Born in 1910 in Skopje, a part ot the Ottoman Empire at the time, she knew early on that she was to serve the poor and less-fortunate. Mother Teresa did so as a Loreto nun, educating poverty-stricken young girls, that is until she received her 'call within a call.'
SR THERESE MAGDALA
Missionaries of Charity
'There was this moment, first again in 1946 where she really began to feel Jesus calling her to leave Loreto and to begin a new work amongst the poor in Calcutta.'
Mother Teresa went against the tide of many religious congregations at the time, who desired that the people came to them. Instead, with her servant heart, she went out to the people with the intention of meeting them exactly where they were.
SR THERESE MAGDALA
Missionaries of Charity
'She went in search of souls, to go to where they were, to the most abandoned, to the slums. To what Jesus termed in the loucations, in her prayer, as the dark holes and to really go there and enter there and bring Him there.'
However, her care and thoughtfulness toward people was not only limited to those on the streets, but to everyone she came in contact with throughout the day. She viewed everyone as a person with ultimate dignity, despite their current physical condition and encouraged others to do the same.
SR THERESE MAGDALA
Missionaries of Charity
'For other people, she used to stress very much, do you see the person who is near you?

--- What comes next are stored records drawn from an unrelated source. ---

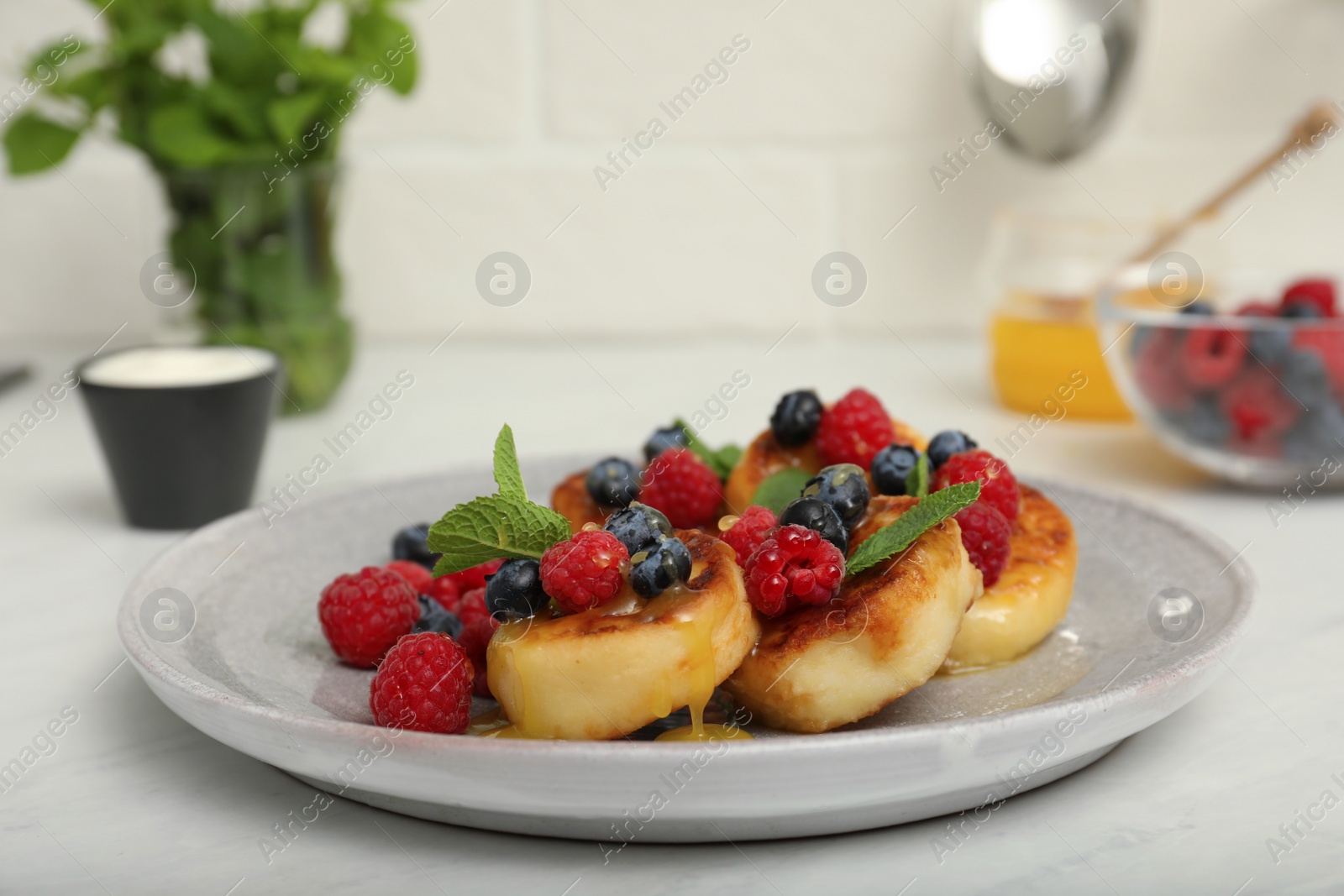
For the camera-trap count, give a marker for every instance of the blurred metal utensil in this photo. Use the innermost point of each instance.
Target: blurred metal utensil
(1050, 71)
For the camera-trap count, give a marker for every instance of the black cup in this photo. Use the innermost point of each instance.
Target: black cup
(181, 456)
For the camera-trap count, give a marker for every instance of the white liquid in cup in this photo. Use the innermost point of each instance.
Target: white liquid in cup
(170, 367)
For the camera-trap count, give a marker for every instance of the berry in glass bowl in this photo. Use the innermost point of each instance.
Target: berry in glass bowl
(1249, 389)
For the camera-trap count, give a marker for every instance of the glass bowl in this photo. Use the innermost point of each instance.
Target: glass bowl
(1242, 392)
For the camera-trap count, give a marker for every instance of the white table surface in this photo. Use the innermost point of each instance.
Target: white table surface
(136, 801)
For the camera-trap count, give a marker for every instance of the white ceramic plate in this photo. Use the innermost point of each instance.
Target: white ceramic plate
(223, 629)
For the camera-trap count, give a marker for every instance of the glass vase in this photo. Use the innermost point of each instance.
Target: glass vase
(260, 250)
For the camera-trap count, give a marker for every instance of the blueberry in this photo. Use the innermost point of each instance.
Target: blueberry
(613, 483)
(1300, 309)
(1304, 378)
(844, 488)
(663, 439)
(436, 618)
(638, 527)
(658, 567)
(1270, 344)
(947, 443)
(409, 544)
(891, 466)
(819, 516)
(796, 418)
(515, 590)
(1316, 436)
(1205, 422)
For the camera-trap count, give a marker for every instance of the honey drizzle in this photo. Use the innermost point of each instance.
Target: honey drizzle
(696, 640)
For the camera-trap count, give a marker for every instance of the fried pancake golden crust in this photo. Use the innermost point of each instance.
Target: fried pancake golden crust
(1032, 594)
(887, 633)
(600, 674)
(765, 457)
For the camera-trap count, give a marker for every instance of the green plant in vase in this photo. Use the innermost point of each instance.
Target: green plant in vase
(239, 105)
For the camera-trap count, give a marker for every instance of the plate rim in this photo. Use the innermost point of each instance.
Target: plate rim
(1226, 642)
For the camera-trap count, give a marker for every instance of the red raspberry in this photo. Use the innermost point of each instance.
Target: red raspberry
(1257, 309)
(425, 684)
(1312, 291)
(420, 578)
(475, 578)
(475, 638)
(1158, 369)
(985, 535)
(1258, 407)
(853, 430)
(585, 571)
(752, 528)
(683, 488)
(998, 488)
(1211, 356)
(447, 591)
(365, 613)
(472, 606)
(793, 563)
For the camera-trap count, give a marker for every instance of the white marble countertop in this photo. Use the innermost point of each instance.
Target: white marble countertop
(131, 799)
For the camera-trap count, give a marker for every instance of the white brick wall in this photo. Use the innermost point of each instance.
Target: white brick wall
(820, 139)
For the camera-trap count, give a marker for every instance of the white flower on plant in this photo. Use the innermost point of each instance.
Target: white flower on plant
(186, 55)
(327, 26)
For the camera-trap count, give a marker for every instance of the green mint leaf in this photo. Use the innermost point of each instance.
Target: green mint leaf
(721, 461)
(501, 526)
(917, 479)
(898, 537)
(507, 473)
(780, 488)
(37, 144)
(488, 528)
(727, 458)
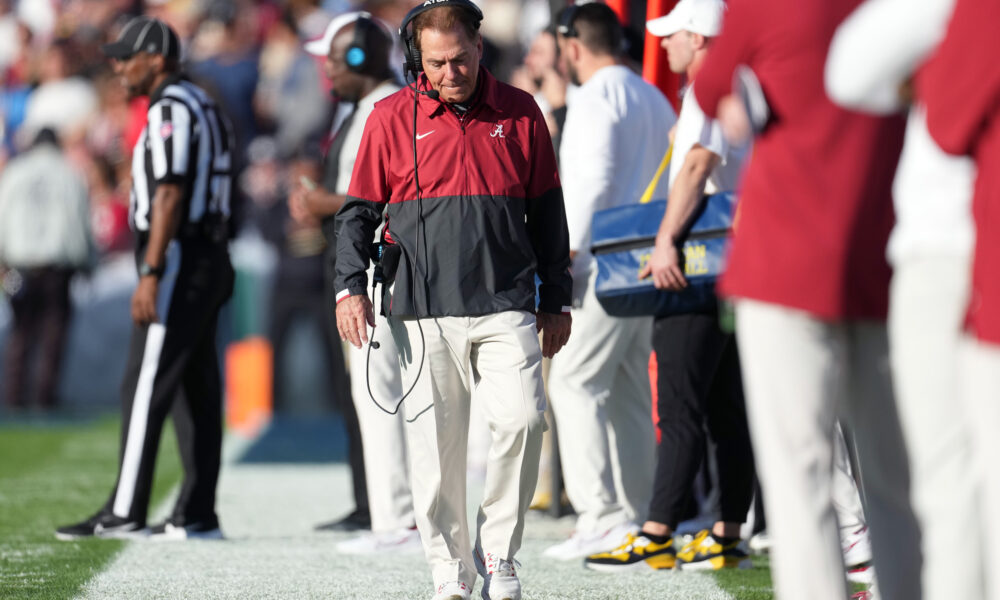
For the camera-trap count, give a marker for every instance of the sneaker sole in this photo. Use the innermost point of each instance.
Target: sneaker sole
(716, 563)
(137, 534)
(642, 565)
(183, 536)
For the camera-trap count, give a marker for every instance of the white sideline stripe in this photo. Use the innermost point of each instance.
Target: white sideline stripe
(139, 419)
(267, 513)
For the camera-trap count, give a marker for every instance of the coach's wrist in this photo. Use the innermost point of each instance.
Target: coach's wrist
(148, 270)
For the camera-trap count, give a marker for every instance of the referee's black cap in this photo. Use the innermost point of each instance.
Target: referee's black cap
(144, 34)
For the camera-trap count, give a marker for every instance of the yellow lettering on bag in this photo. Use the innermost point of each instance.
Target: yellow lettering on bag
(643, 260)
(695, 262)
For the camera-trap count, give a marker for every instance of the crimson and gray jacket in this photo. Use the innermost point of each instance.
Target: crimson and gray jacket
(490, 215)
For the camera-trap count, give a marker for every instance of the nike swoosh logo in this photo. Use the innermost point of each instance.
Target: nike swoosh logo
(100, 528)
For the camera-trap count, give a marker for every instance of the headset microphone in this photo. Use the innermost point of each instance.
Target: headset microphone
(432, 94)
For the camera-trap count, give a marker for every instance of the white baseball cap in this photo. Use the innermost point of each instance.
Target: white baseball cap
(321, 46)
(697, 16)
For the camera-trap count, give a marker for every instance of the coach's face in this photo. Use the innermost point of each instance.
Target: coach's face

Do you see the person who is next to you, the person maybe in your own family, the person next door, the person in the street who you pass by who is in need? Really to open up our eyes to see the reality of the other person.'
Mother Teresa emphasized that a person does not have to be classifiably 'homelessâ? to help them realize they are loved by God. She firmly believed this and lived it out in her daily life, causing her to win the Nobel Peace Prize in 1979.
As such, it is her life that will be recognized on September 4 by the pope in Rome, when he canonizes her a saint in the Roman Catholic Church.